Separate from this week’s announcement, it was also revealed that Mazda was planning to revive the RX-7 but that those plans were dashed as a result of the 2008 global financial crisis. As Motor1 reports, the FD RX-7’s chief engineer Nobuhiro Yamamoto said that after the NC Miata’s 2005 launch, he was selected to develop in 2007 a new FR platform that was going to underpin the ND Miata and a new RX-7.

With the Lehman collapse taking place the following year Mazda scrapped the RX-7 plan and forged on with the ND, delaying its launch from 2012 to 2015. Given the timing, the project couldn’t have gotten very far. Still, it’s notable that the car would have returned to its roots as an RX-7 rather than build upon the RX-8.

Mazda’s commitment to the rotary is admirable. Even with all the advantages Moro-san pointed out it’s probably not the most lucrative project. But when the entire auto industry is converging on electric crossovers that are all pretty similar to one another, projects like this Toyota-Subaru-Mazda partnership inject some much-needed personality into cars.

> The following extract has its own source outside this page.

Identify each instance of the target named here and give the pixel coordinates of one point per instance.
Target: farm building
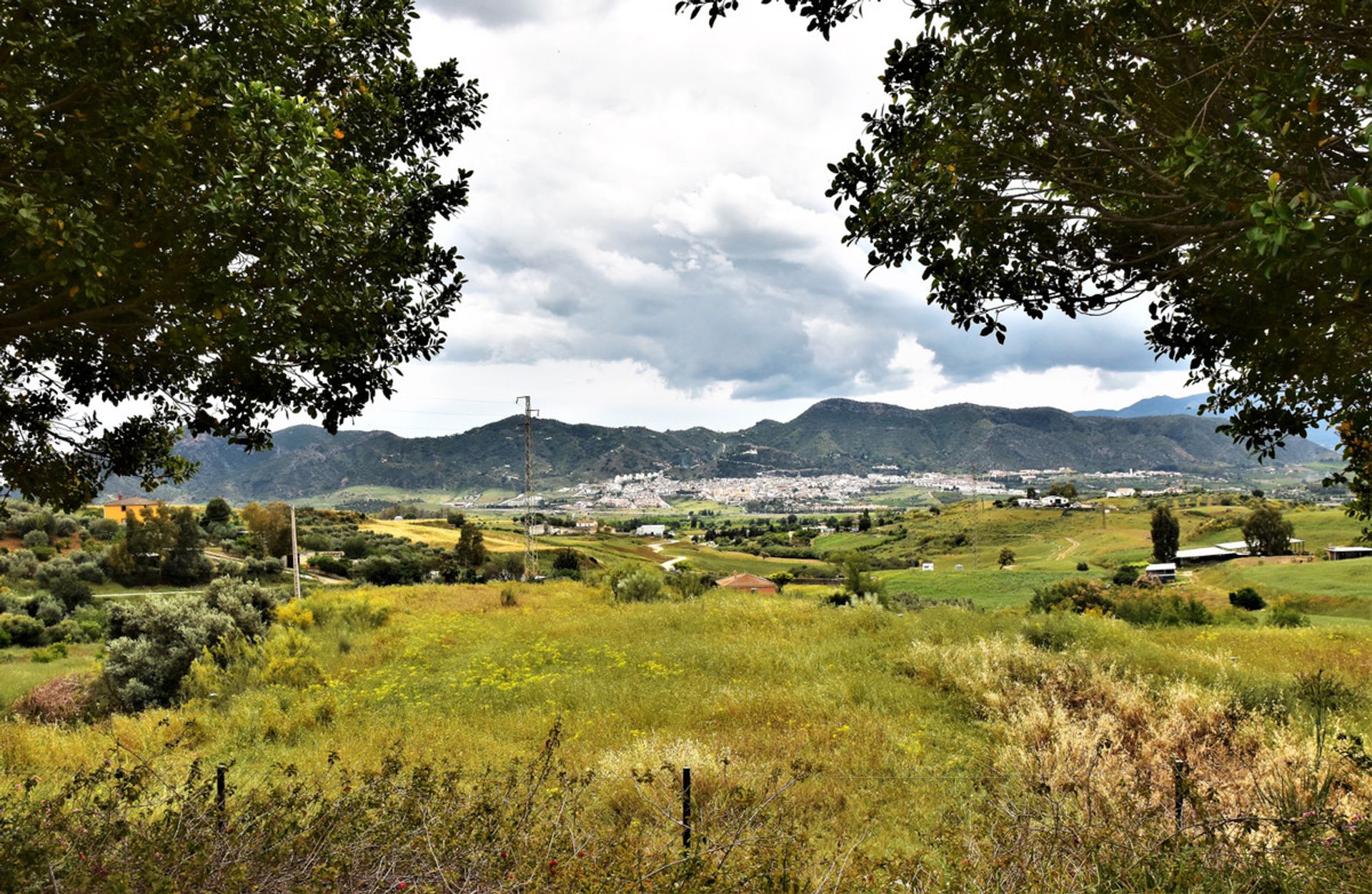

The three CEOs said they would work together but also maintain a “friendly rivalry” with each other, and it’s refreshing to see that each brand will maintain some of its identity. May the best engine win.

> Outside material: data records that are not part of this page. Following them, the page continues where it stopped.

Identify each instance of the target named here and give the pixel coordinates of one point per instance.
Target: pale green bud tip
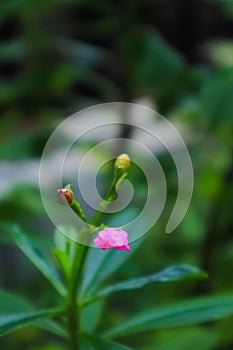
(65, 196)
(122, 162)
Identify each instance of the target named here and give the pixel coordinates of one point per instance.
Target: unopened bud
(122, 164)
(65, 196)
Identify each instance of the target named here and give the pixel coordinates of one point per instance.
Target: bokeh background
(57, 57)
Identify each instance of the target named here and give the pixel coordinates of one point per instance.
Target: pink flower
(112, 238)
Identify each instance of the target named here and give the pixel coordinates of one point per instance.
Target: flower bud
(65, 196)
(122, 164)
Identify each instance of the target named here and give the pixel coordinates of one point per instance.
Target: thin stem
(78, 210)
(105, 202)
(77, 267)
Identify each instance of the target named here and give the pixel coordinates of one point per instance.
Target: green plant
(78, 283)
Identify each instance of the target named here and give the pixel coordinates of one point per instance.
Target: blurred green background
(57, 57)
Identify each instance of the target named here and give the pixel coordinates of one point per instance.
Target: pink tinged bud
(65, 196)
(122, 164)
(115, 238)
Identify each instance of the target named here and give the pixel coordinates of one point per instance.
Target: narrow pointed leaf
(35, 256)
(190, 312)
(11, 323)
(170, 274)
(90, 342)
(14, 305)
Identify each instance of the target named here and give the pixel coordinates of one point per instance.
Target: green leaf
(13, 305)
(91, 315)
(11, 323)
(63, 261)
(177, 339)
(190, 312)
(170, 274)
(90, 342)
(35, 256)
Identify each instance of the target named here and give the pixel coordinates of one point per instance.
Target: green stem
(77, 266)
(103, 205)
(78, 210)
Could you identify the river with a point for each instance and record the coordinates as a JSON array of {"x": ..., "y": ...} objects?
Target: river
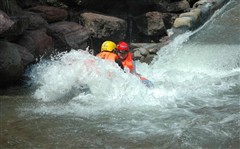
[{"x": 76, "y": 100}]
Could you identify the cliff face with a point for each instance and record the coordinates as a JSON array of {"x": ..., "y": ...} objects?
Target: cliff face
[{"x": 39, "y": 28}]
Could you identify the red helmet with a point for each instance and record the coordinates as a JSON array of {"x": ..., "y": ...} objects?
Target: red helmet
[{"x": 122, "y": 46}]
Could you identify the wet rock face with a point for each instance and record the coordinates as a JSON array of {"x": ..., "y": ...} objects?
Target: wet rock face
[
  {"x": 11, "y": 67},
  {"x": 5, "y": 22},
  {"x": 35, "y": 28}
]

This post is filed under: News.

7 Responses to Mazda developing dual-rotor engine as partners Subaru and Toyota commit to boxers and inline-fours

  1. Bryan Kitsune says:

    This is great to read, nice that some manufacturers can think for themselves.

    Maybe Toyota’s inline 4 can go in a new Celica. 🙂

  2. Chet Manley says:

    By the time they’re done developing this, will you even be able to buy an ICE car?

  3. daniel says:

    I celebrate Mazda’s spirit of never giving up with the rotary engine. and I think that the most logical alliance comes of using the development of hydrogen and rotary from 2002 with the latest advances of Toyota with hydrogen, with that base of knowledge and funds one can hope for a new rx-vision zoom zoom dorito

  4. Dutch 1960 says:

    May all 3 engines win. It’s always good to have multiple, distinct choices in something like a car engine and drivetrain, engineered and built by those who know their way around their preferred choices.

    Japanese auto manufacturers stole a march on everyone in the 1970s, by getting early to where the industry needed to be in the qualities of their product offerings. They just might do so again (I hope they do).

  5. Speedie says:

    I am glad to see r&d money being spent on furthering ICE efficiency. I am still a skeptic on hydrogen as an automotive fuel however. It still has a number of technical and infrastructure hurdles the size of mount everest to overcome.

  6. Alan says:

    May it be powerful, high-revving, and easily plucked of all the hybrid garbage for conversion as a prime mover.

  7. CycoPablo says:

    Boxers can die on the vine — pointless and underperforming in every metric but weight distribution. And no, not counting turbos, but then let’s turbo an I4 (think Evo v WRX).
    I don’t like the added hassle of more head gaskets and harder to reach spark plugs either!